Case study · Backend · Data pipeline

CDC with Kafka: Keeping Elasticsearch in Sync with PostgreSQL and MongoDB

Search is only as good as its index freshness. This is how change data capture with Kafka replaced fragile sync approaches for the archive's Elasticsearch-backed search.

Role: Senior Staff Software Engineer Org: Cefalo · Norwegian National Archive (Asta) Stack: Kafka · Elasticsearch · Java/Kotlin

Context

I work on the backend for the Norwegian National Archive (Asta) at Cefalo as Senior Staff Software Engineer, across a Java/Kotlin stack backed by PostgreSQL and MongoDB. Elasticsearch powers archive search for both archivists and members of the public, and the pipeline that keeps those search indexes in sync with the source databases is something I designed personally.

Search freshness matters here in a very direct way: archivists change records, and the public and other archivists need to be able to search on what just changed, not on a stale snapshot.

Problem & constraints

Before this architecture existed, the application wrote to Elasticsearch the same way it wrote to the database: dual writes from application code, in the same code path as the database write.

That produced two recurring symptoms. First, load spikes — indexing work rode on the same request path as the database write, so search indexing load was coupled directly to application write traffic. Second, missed updates — when one of the two writes failed and the other succeeded, the index quietly drifted out of sync with the source of truth, with no atomicity to catch it. The workaround at the time was occasional full reindexes to patch the drift back into alignment, which is a symptom fix, not a structural one.

Options considered

Dual writes from application code (status quo)

Rejected

Write to the database and to Elasticsearch in the same application code path. There's no atomicity between the two writes, so a partial failure leaves the index silently stale with nothing to signal it. It also couples indexing load directly to the request path, which is what caused the load spikes.

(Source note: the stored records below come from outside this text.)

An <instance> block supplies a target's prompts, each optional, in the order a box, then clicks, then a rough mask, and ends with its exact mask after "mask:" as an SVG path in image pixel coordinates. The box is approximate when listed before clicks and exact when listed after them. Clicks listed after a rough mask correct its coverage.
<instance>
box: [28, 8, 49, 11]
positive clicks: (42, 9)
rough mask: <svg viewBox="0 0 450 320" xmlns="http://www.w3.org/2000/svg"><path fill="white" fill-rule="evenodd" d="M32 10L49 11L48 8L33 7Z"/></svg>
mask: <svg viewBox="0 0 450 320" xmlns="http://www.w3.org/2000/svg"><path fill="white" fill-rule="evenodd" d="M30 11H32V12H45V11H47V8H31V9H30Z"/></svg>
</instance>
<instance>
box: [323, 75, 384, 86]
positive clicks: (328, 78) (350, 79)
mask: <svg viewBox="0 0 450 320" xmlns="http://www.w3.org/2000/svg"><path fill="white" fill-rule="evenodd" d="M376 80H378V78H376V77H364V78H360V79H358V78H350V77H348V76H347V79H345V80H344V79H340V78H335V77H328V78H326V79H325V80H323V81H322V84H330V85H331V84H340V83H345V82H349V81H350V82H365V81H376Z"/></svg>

Periodic full reindex as the primary mechanism

Rejected

Rebuild the Elasticsearch indexes from the source databases on a schedule. This is heavy and slow to run, and search is stale for the entire gap between runs. It's useful as an occasional repair tool, but it can't be the primary way indexes stay in sync.

Change data capture with Debezium and Kafka Connect

Chosen

Stream committed changes out of the databases through Debezium and Kafka Connect into Kafka, and let consumers apply those changes to Elasticsearch. Indexing is decoupled from the application write path entirely — the index follows what was actually committed to the database, not what application code hoped it wrote twice.

Decision & architecture

The core of the architecture is Debezium running on Kafka Connect, capturing changes from both PostgreSQL and MongoDB — the archive's two source databases. Rather than one big undifferentiated pipeline, the topology is organized per module and per table: connectors are set up per source database, topics are organized per table and per module, and consumers are scoped per module, each writing to its own Elasticsearch index. That topology mirrors the archive's own module and table boundaries. Search is not the only consumer, either: modules also consume the change streams to keep cross-module shared data up to date, so data owned by one module stays current wherever other modules depend on it.

Backfilling or rebuilding an index — for example after a mapping change, or to repair an index — is handled by a separate batch job that runs independently of the streaming path. It's a deliberate, on-demand tool now, not the thing keeping the index in sync day to day.

Failure recovery relies on Kafka's own consumer offset model: if a consumer crashes, it resumes from its last committed offset, and transient failures writing to Elasticsearch are retried rather than treated as terminal.

PostgreSQL source database MongoDB source database Debezium + Kafka Connect captures committed changes Kafka topics per module / table Module consumers one per module Elasticsearch per-module indexes Batch backfill job repair / mapping changes — independent of streaming path
PostgreSQL and MongoDB changes flow through Debezium and Kafka Connect into per-module/table Kafka topics, consumed by per-module consumers that write to their own Elasticsearch indexes. A separate batch backfill job writes to Elasticsearch directly, independent of the streaming path.

Outcome

Missed updates are eliminated as a class of problem: the index follows committed database changes instead of depending on application code successfully writing to two places at once. Indexing load is decoupled from the request path, so there are no more search-driven load spikes triggered by application writes.

Full reindexing changed role entirely — from a routine bandage patching over drift, to a deliberate, separately-run repair tool used for mapping changes or index repair, independent of the day-to-day streaming path. And because the change streams carry committed changes rather than search documents, the same pipeline keeps cross-module shared data in sync — one mechanism serving both search freshness and inter-module consistency.